Le couvre-feu est enfin derrière nous. La barre des 4 millions de vaccinés sera atteinte dans les jours qui viennent. La Tunisie semble enfin espérer tourner la plus mauvaise page économique de son histoire récente.
Le pays a laissé des plumes dans cette crise sanitaire. Il se retrouve à la croisée des chemins. Sur le plan économique, la population s’est appauvrie depuis 2010. Le PIB par habitant en dollar a bien reculé à tel point que plusieurs osent aujourd’hui regretter publiquement le régime pré-révolution.
Le capital est rationnel
Pourtant, le modèle économique des années 2000 était mort. Au-delà de la corruption, un phénomène enraciné dans les pratiques tunisiennes indépendamment du régime, c’est l’absence d’une croissance inclusive qui a été à l’origine des événements de 2011. Tant que ce problème n’a pas été résolu, le pays n’atteindra jamais la stabilité sociale. Et c’est précisément cette promesse d’un nouveau modèle de répartition des richesses que l’on détecte du discours de Kaïs Saïed qui lui donne crédit auprès de la population. Le Président veut effectivement attribuer la responsabilité de développement des délégations pauvres aux hommes d’affaires corrompus.

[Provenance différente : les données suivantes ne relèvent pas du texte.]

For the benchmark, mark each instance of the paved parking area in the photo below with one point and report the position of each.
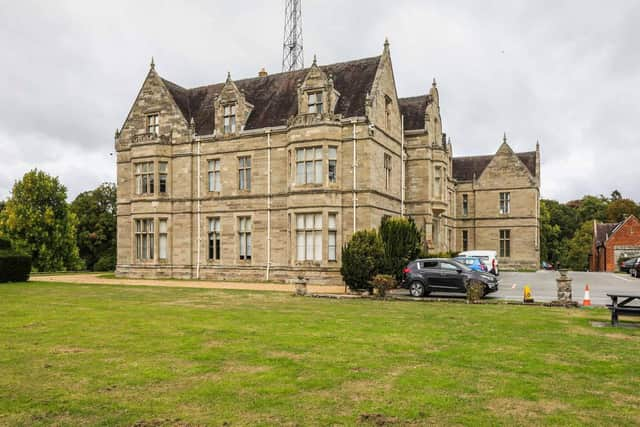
(543, 286)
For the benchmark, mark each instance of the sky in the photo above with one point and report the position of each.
(564, 73)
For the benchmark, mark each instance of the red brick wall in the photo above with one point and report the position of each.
(627, 235)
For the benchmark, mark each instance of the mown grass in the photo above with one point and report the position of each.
(109, 355)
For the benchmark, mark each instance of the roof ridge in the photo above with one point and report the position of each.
(246, 79)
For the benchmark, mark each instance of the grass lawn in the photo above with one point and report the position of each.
(109, 355)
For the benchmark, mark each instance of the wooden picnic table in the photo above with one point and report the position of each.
(623, 307)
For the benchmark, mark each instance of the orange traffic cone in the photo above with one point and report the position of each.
(587, 297)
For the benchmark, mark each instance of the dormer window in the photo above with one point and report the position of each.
(315, 102)
(230, 118)
(153, 124)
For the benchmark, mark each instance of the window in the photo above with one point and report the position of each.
(437, 182)
(244, 234)
(333, 233)
(333, 156)
(153, 124)
(230, 118)
(387, 112)
(387, 171)
(244, 173)
(309, 237)
(144, 239)
(309, 165)
(144, 178)
(163, 169)
(505, 243)
(214, 175)
(315, 102)
(214, 239)
(505, 203)
(447, 266)
(162, 238)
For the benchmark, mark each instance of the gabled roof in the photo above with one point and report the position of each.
(413, 109)
(274, 97)
(604, 231)
(465, 167)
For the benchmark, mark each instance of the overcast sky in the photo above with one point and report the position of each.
(564, 73)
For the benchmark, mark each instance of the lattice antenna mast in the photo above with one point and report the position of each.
(292, 54)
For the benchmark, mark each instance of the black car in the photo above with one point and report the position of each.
(635, 269)
(424, 276)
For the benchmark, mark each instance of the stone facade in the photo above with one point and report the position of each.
(267, 178)
(611, 241)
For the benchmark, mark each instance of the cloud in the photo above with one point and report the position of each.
(565, 73)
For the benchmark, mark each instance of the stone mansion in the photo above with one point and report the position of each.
(267, 178)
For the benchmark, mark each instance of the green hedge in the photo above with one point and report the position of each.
(14, 267)
(5, 244)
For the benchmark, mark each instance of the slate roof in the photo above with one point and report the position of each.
(274, 97)
(465, 167)
(413, 110)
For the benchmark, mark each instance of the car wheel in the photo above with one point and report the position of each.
(416, 289)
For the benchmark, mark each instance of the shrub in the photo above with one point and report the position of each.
(401, 240)
(14, 267)
(106, 262)
(382, 283)
(361, 259)
(475, 291)
(5, 244)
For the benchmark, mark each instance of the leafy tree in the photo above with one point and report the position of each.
(619, 209)
(550, 240)
(96, 212)
(402, 243)
(591, 207)
(563, 216)
(38, 221)
(362, 259)
(578, 248)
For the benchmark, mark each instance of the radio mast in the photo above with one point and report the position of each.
(292, 54)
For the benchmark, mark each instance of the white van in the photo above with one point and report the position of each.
(490, 258)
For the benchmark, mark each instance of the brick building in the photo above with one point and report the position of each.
(268, 177)
(612, 241)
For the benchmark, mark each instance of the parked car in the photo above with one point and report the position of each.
(424, 276)
(625, 266)
(635, 269)
(547, 265)
(489, 257)
(474, 263)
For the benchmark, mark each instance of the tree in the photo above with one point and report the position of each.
(550, 240)
(591, 207)
(38, 221)
(402, 243)
(96, 237)
(578, 248)
(362, 259)
(619, 209)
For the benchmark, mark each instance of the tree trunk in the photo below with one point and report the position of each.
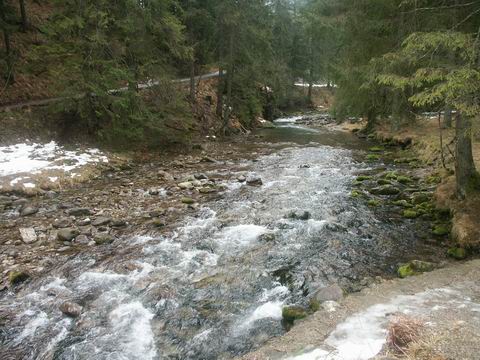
(220, 90)
(447, 117)
(464, 166)
(192, 82)
(10, 74)
(23, 13)
(226, 115)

Mais est-ce que cela est la réponse qu’il faut pour passer à une croissance inclusive ? Il reste beaucoup à faire. Des changements radicaux sont nécessaires sur tous les plans pour que les régions de l’intérieur bénéficient d’un vrai développement. Les capitaux privés viendront seulement si le minimum d’infrastructure est disponible.
Investir dans des réseaux routiers de qualité, dans la production de l’électricité et de l’eau potable, dans la santé de base et de l’enseignement pourront changer à terme les perspectives dans ces zones.
Cela pourrait réduire les flux migratoires internes vers les grandes villes, notamment la capitale. La concentration de la population sur le littoral encourage les investisseurs à suivre ces flux et à se désister de l’intérieur du pays.
L’économie décidera de l’avenir du système politique
Ce qu’il faut faire pour inverser la tendance n’est pas compliqué à deviner : laisser l’investissement dans les grandes villes au capital privé, notamment dans le cadre de PPP.
L’Etat doit orienter ses quelques milliards de dinars d’investissements annuels vers les zones défavorisées pour qu’au bout de quelques années, le gap avec le grand Tunis sera réduit.
L’accord d’avantages fiscaux aura ainsi un sens. Car dans l’état actuel, rares sont les régions internes qui ont réussi à attirer des investissements.
C’est pourquoi il faut faire attention à ce qui se passe actuellement sur la scène politique. La majorité des tunisiens qui appuient les décisions du Président cherchent un avenir économique meilleur. Ils pensent que l’ARP a bloqué le processus de croissance en mettant dans l’oubliette tout projet capable de changer leur quotidien.
La question du respect des institutions est certes, importante, mais elle reste le souci d’une minorité d’intellectuels. Si les tunisiens constatent que le nouveau système n’apportera pas de solutions à ces mêmes challenges, ils vont également le rejeter. Le pays risque de rester, encore des années, dans l’incertitude.
Si le nouveau système politique ne garantit pas une croissance inclusive, il sera également rejeté.